Turhan Selçuk 88 yaşında, daha binlerce hikâyeye, karikatüre can ve ruh vereceği zamanlara veda etti. Abdülcanbaz’ın isim babası Aziz Nesin ecelinden önce öldürülmek istendiği halde; o da eceliyle çoktan veda etti bu memlekete. Aynı Abdülcanmaz gibi, ruh ve çizgilerin, kelimelerin; usta sanatçı eliyle ruh ve bedene büründürülmüş bir sürü hikâye bıraktı bizlere.

Hiç unutulmaması, sürekli hatırlanması gereken bir şey vardır ki; adı sanat olan, adı emek olan hiçbir şey; BOŞA GİTMİYOR. İster karikatür, ister hikâye, ister makale, ister tiyatro yaratın; emek, mizah, akıl ve gerçekler ile beslendiği zaman; o kendi zamanının çok ötesine geçiyor. ABDÜLCANBAZLAR doğar ve ölümsüz bir ruhla yaşamaya devam ederler.

Turhan Selçuk, 88 yıllık hayatın içine ülkemizin gerçeklerini; sanat eliyle tespitlerini sığdırdı. Ardından gözyaşları dökülecek, binlerce övgü yapılacak. Bir sanatçının ölümü olduğu için; yaşarken sanatının sesine ses, eline el veremediğimiz için; şimdi daha fazla sarılacağız Turhan Selçuk’un Abdülcanmaz tiplemesine. Çizgi, ruh ve bedene bürünmüş, haksızlıkların, adaletsizliklerin, hainlerin karşısında olmuş. Bizim sessiz kaldığımız zaman, bizim aldatıldığımız, acı çektiğimiz zamanlarda; Abdülcanbaz güçlü elinin Osmanlı tokadı ile bizi savunmuştur.

Bu güzel ülkenin mizah, sanat ve sevgi dolu insanları her devirde kendi manevi kurtarıcısını çıkarmıştır ortaya. Kimi, Veysel ismi ile Yunus ismi ile… Kimi Mevlana sabrı, hoşgörüsüyle, kimi Pir Sultan Abdal derinliğiyle… Bazen Hoca Nasrettin kurnazlığında yol bulmuş, bazen Salako, İnek Şaban görüntülerinde yardım etmişler can çekişen bedenlerimize.

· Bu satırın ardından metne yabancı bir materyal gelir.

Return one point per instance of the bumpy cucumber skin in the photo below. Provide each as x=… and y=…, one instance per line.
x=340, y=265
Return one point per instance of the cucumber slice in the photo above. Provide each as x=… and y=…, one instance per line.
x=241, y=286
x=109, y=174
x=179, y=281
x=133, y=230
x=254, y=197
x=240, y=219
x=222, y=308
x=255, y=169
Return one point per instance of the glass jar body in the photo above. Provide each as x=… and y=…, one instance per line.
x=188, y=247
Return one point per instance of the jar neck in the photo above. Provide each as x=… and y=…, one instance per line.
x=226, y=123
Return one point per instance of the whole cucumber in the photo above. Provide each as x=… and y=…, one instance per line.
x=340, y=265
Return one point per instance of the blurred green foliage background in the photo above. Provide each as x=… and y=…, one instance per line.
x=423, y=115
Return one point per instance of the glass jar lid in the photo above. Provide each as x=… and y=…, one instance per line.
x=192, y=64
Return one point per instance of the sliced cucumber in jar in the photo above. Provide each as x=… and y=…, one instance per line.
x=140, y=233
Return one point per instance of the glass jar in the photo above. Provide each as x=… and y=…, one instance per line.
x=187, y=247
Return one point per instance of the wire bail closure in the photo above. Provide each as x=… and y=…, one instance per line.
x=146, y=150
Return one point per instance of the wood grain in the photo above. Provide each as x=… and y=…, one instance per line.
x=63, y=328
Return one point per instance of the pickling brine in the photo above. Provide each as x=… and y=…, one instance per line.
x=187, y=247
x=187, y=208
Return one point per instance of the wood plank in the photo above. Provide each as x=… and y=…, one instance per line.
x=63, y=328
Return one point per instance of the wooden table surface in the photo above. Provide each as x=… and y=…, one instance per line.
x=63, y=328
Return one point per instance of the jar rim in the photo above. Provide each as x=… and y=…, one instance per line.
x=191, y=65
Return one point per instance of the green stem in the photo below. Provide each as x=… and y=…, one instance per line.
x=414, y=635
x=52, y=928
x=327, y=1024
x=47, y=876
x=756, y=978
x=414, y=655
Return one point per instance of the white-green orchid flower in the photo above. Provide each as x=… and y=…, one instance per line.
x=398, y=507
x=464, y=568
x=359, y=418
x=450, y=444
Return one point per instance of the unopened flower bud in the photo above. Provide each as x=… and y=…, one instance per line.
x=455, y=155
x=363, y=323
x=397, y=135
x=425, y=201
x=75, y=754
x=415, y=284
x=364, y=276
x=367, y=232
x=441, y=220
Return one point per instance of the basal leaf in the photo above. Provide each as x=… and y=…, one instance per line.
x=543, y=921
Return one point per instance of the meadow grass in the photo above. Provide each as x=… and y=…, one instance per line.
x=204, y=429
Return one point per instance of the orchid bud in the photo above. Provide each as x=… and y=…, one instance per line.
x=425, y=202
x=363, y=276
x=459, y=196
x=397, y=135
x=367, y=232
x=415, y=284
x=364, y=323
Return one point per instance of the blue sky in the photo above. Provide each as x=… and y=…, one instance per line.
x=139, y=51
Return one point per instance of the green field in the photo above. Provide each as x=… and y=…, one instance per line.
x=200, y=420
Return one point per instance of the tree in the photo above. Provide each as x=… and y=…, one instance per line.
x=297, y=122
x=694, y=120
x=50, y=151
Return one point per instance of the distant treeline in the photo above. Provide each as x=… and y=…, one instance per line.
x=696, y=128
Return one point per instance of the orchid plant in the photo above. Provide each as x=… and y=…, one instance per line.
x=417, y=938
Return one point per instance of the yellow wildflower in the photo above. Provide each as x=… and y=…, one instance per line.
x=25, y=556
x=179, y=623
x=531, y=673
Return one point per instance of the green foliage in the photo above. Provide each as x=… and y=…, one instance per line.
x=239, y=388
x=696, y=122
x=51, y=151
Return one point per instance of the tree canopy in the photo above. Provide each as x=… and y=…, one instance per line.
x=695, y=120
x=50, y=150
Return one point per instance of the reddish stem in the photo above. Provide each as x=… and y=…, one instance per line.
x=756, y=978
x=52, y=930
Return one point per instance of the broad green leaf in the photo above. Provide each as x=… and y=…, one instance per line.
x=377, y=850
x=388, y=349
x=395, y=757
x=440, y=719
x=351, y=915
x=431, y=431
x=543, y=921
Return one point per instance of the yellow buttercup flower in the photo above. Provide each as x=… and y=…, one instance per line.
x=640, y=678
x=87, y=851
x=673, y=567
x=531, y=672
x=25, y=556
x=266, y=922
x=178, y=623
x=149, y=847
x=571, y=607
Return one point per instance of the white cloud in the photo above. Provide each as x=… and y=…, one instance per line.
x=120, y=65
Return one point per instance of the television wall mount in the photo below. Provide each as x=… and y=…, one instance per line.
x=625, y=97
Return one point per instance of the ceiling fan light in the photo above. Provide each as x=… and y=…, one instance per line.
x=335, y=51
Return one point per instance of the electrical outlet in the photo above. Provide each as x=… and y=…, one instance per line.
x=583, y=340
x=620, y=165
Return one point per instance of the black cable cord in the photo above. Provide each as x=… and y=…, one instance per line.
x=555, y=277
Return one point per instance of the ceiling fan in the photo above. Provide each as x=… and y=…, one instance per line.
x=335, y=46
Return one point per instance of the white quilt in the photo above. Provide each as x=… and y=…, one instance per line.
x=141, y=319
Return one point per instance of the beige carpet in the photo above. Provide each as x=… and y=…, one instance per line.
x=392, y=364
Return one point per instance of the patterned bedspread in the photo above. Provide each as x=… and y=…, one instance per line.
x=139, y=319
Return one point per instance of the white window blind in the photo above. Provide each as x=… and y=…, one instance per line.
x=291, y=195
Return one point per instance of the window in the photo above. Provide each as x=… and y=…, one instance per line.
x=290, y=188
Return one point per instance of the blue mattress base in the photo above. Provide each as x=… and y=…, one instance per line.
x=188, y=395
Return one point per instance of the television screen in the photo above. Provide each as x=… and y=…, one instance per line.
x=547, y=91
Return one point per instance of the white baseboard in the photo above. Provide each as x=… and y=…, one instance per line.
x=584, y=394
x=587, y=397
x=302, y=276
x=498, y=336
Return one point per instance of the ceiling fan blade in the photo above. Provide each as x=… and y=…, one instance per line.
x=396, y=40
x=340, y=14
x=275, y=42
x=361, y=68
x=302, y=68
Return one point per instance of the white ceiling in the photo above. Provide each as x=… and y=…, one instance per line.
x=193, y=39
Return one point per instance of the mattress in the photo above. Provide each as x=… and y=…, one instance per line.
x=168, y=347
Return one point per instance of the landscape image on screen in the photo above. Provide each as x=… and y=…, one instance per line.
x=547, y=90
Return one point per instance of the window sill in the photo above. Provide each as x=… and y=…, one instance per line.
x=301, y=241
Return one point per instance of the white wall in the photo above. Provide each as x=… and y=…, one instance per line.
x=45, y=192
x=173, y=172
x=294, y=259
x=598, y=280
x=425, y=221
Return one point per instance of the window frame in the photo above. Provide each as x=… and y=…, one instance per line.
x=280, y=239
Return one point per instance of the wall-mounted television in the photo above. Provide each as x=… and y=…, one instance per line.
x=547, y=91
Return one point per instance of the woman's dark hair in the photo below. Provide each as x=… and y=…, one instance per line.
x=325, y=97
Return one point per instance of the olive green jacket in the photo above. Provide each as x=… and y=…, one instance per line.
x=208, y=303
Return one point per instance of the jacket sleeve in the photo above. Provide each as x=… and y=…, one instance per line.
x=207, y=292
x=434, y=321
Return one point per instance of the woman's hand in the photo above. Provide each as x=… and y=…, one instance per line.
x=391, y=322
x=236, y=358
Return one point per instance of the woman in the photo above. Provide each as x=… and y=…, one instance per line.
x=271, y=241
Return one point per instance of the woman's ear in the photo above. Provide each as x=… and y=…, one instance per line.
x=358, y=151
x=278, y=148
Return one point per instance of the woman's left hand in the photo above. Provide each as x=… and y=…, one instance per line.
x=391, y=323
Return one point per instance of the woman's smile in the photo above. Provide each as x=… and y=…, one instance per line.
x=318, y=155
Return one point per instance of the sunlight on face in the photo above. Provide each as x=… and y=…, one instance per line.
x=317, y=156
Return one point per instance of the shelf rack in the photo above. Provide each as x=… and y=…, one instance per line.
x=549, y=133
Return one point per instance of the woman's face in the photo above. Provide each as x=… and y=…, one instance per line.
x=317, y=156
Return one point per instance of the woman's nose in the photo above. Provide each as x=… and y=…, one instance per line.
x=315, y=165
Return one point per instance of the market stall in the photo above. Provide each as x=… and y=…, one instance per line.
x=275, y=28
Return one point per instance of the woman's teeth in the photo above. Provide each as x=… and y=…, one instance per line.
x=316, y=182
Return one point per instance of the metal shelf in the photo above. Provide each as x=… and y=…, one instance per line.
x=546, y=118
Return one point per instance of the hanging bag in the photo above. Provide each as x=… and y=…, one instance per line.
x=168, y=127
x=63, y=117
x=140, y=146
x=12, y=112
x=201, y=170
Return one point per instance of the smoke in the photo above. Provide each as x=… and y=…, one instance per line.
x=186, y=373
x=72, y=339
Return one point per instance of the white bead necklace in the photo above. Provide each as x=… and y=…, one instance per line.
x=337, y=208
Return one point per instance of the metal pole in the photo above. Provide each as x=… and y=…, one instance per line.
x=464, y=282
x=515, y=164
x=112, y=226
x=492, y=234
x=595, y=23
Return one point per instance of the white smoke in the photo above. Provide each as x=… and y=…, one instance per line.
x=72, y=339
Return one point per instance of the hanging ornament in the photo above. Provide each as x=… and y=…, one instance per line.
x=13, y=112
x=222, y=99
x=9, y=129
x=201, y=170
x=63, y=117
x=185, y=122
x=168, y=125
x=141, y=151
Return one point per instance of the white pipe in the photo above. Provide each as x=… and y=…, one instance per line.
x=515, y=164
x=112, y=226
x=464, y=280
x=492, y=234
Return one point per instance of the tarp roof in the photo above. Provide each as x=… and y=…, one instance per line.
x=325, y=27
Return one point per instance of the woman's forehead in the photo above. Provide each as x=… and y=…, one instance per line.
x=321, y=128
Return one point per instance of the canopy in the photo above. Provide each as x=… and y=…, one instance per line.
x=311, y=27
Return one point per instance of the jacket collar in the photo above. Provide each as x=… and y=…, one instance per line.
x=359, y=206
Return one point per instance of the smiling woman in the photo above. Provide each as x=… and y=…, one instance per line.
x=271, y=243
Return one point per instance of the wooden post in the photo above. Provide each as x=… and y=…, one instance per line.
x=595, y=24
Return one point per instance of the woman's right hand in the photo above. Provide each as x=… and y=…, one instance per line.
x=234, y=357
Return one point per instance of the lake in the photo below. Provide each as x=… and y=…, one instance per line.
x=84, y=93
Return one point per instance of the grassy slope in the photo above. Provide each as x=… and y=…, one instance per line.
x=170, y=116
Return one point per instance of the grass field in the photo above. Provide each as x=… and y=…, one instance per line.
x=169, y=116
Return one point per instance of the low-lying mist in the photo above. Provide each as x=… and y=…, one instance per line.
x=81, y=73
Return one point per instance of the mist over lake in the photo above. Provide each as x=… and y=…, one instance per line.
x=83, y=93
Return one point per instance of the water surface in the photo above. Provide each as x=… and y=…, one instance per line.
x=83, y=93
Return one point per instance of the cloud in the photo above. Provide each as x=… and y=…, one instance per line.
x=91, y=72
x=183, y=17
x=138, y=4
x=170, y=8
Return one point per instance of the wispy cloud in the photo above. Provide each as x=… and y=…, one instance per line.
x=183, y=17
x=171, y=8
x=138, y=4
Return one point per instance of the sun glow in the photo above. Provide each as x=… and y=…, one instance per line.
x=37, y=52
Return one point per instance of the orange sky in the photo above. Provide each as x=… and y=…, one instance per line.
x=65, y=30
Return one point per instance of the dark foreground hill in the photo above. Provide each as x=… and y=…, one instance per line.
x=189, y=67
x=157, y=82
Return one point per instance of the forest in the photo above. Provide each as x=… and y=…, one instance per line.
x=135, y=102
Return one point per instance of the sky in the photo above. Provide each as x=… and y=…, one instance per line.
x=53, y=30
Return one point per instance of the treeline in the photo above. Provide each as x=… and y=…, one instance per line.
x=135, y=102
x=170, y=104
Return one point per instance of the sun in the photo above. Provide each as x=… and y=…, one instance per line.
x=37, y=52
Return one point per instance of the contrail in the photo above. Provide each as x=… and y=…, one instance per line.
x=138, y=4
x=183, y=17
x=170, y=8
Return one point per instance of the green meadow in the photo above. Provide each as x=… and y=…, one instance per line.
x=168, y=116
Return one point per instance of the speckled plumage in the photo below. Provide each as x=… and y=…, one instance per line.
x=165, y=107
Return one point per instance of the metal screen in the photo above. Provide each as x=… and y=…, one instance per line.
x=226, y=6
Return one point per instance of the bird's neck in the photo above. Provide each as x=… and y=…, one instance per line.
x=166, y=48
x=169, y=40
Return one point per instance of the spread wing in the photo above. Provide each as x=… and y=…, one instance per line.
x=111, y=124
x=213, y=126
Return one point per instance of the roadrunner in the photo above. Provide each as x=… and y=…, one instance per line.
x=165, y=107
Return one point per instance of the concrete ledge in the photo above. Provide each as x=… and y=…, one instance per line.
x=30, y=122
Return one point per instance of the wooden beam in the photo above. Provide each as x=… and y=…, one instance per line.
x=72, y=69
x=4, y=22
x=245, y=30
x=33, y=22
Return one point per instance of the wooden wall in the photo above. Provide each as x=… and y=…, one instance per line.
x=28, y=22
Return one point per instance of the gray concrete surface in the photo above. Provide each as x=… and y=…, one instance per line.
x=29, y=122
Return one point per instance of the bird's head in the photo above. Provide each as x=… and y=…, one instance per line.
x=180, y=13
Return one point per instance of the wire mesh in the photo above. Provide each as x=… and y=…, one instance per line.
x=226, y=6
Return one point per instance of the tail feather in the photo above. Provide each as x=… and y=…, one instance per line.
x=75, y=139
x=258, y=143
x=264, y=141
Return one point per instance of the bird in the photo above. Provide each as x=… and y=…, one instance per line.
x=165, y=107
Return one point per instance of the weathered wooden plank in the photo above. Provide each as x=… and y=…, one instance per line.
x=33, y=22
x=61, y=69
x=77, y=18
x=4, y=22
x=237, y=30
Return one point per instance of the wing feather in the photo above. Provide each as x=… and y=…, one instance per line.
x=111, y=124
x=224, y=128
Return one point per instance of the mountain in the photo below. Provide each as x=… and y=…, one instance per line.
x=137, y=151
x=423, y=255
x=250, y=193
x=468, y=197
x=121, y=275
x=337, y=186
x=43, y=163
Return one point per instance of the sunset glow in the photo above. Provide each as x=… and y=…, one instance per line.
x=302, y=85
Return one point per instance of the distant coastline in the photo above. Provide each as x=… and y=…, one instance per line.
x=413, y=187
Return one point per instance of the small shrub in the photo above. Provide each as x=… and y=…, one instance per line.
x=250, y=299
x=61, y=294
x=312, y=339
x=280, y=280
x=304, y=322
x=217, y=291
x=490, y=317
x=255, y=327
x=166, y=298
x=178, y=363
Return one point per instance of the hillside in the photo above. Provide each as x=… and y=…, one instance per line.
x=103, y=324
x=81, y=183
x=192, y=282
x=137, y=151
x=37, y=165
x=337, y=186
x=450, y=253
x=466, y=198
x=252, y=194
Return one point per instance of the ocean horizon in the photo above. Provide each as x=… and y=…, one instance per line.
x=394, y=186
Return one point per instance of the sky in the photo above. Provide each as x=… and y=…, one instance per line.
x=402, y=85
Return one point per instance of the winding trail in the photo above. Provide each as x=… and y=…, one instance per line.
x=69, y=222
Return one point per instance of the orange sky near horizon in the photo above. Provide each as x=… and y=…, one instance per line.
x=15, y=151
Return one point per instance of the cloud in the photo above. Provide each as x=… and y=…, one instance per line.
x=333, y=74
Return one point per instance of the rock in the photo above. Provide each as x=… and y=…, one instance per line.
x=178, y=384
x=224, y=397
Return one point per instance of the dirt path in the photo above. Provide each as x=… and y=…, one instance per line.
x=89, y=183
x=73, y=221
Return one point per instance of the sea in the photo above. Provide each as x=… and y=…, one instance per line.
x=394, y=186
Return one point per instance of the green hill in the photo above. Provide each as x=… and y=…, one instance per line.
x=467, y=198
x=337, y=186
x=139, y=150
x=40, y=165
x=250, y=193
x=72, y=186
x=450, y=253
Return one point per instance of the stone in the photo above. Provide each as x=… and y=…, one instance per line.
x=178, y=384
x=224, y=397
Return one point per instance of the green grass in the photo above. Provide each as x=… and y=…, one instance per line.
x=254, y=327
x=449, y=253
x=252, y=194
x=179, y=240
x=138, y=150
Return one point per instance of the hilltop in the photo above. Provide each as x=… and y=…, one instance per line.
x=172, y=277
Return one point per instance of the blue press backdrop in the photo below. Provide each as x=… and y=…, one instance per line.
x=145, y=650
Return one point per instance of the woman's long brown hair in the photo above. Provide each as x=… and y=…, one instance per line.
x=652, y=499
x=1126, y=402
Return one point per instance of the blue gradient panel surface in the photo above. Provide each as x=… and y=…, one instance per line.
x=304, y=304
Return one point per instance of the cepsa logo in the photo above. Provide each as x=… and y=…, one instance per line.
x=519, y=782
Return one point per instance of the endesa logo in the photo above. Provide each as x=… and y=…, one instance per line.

Abdülcanbaz’da 1957 senelerinde doğmuş ve o gün bugün; ülkemizde, bizim için yaşamış. Bizim için kurnaz, iş bilen, güçlü bedene sahip, bizim için; umut, ümit, kurtarıcı olmuştur. Abdülcanmaz, hainleri, şaklabanları, hoyratları, ahlaksızları, utanmazları, arlanmazları sevmez! O gözü- gönlü yaşlı, acıları katmerli olanların bedenleri ile birlikte olmuş, onların masum bakışlarında, saf aldanışlarındaki çıkmaz sokakları aydınlatmıştır.

Turhan Selçuk, Abdülcanmaz ile çıkmış olduğu yolculuğu 2010’da noktaladı. Sanatçının sanatı ile boşa geçirmedi ömrü; nesilden nesle aktarılacak eserlerle onurlandırdı. Şimdi acıktığımızda, susadığımızda, canımız sıkıldığımızda, evimize gelen icra kâğıtlarının korkmuşluğunda; Abdülcanmaz’a sığınacağız. Ve belki de güle güle git dediğimiz Abdülcanmaz bize sürprizler yapıp; başka kimlikler, kılıklar altında ; “Ben geldim, ben buradayım.” diyecektir.

Bizler, bizlerin anaları, babaları ışığın bol pırıltıları ile tanışmadığı yıllarda; mum, fener, lambalar vardı. Yamalı giysilerin, bayramdan bayrama alınan ayakkabıların mis gibi deri koktuğu ve bizim bedenimizden daha değerli olduğu o yıllarda; bolca okunan ve insanları ağlatan DESTANLAR vardı. Acı dolu, boynu bükük destanlar… Ve o yıllar, karanlığın mum ışığı, fener ile buluştuğu zamanlar; çok bol olan, cin, hayalet, peri muhabbetleri de eksik olmazdı.

Ninelerimizin masalları, hep iyinin yanında kötünün karşısındaydı. Ekmeğin tek bir kırıntısı bile günah ile cezalandırılır, yanlış yere çiş yapan; cinler tarafından çarpılırdı. Tövbe ettirilir, tövbenin inancı içinde karanlıklar delinmeye, iyiye ulaşılmaya çalışılırdı.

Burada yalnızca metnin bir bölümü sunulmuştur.